Ich glaube auch, ich entwickele mich gerade wieder mehr zu dem politischen Menschen, der ich vor 20 Jahren einmal war. Wie sehr ich ein solcher war, davon wusste ich selbst schon lange nichts mehr, bis ich gestern in meinem Messie-Fundus gewühlt habe.
Der Leiter des Rosa Archivs in Köln bekommt jetzt den ganzen Kram aus meiner ersten Sturm-und-Drangzeit, den ich nie weggeschmissen habe: Ich war u.A. einmal ein Jahr lang im Vorstand des ersten schwulen Bundesverbandes in Deutschland.
http://de.wikipedia.org/wiki/Bundesverband_Homosexua…
http://www.rosa-archiv.de/index.php
Jetzt blicke ich viel unbeschwerter in die Zukunft: Die Laborassistentin, die mir zweimal vor Beginn meiner Therapie Blut abgenommen hat, sagt, dass sie in den letzten zehn Jahren, seit sie in der HIV-Schwerpunktpraxis arbeitet, noch nie einen sterbenden AIDS-Patienten erlebt hat.

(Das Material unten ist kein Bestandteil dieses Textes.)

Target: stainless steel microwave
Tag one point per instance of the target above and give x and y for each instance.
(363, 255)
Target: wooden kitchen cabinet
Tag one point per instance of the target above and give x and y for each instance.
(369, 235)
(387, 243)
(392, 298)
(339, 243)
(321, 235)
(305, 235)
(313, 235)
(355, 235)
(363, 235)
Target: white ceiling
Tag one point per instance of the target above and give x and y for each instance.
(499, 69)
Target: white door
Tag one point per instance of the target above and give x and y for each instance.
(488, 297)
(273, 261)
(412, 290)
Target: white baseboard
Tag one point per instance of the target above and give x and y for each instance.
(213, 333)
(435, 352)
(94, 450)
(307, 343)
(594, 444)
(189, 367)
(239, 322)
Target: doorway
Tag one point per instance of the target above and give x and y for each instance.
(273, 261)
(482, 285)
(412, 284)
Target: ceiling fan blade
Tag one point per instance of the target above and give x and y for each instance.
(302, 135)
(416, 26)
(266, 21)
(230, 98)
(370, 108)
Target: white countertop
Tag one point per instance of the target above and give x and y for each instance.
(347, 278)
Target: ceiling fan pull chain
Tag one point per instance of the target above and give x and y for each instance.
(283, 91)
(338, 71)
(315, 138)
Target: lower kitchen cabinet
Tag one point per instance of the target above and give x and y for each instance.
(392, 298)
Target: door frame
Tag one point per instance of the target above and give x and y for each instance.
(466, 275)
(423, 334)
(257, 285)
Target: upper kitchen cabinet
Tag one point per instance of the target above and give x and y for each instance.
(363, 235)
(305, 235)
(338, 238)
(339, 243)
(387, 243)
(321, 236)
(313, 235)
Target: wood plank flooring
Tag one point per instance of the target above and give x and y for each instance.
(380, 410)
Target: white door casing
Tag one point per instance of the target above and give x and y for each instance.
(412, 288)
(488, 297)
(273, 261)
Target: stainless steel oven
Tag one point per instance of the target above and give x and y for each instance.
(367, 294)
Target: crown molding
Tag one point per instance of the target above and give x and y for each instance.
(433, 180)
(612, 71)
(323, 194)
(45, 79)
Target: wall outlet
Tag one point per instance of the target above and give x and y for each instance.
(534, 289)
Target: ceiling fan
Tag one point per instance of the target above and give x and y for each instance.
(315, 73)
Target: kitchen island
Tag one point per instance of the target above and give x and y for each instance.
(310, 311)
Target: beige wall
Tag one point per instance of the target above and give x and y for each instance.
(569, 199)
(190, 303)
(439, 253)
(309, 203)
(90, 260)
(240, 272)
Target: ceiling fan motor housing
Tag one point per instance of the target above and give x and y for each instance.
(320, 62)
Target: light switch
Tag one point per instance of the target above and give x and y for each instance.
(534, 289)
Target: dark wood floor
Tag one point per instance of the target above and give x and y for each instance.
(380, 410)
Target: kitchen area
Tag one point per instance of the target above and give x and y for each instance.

Das kann ich leider nicht sagen, ich kenne auch Leute, die trotz der neuesten HIV-Therapie gestorben sind. Die Nebenwirkungen sind ja auch nicht ohne und es kostet genauso viel, wie ich im Monat als Nettogehalt ausbezahlt bekomme.
Ich will weder als Schwuler, noch als Atheist, noch als HIV-Positiver irgendwelche Privilegien haben, aber auch nicht benachteiligt werden und deshalb bin ich bis zur Schmerzgrenze schamlos offen mit allem!
Weg mit den Burkas!
Gruß Gernot
P.S. @ Sun Tsu: Schreib doch auch mal was in deine Visitenkarte! Bist du KoreanerIn? Du brauchst ja nicht so weit zu gehen wie ich!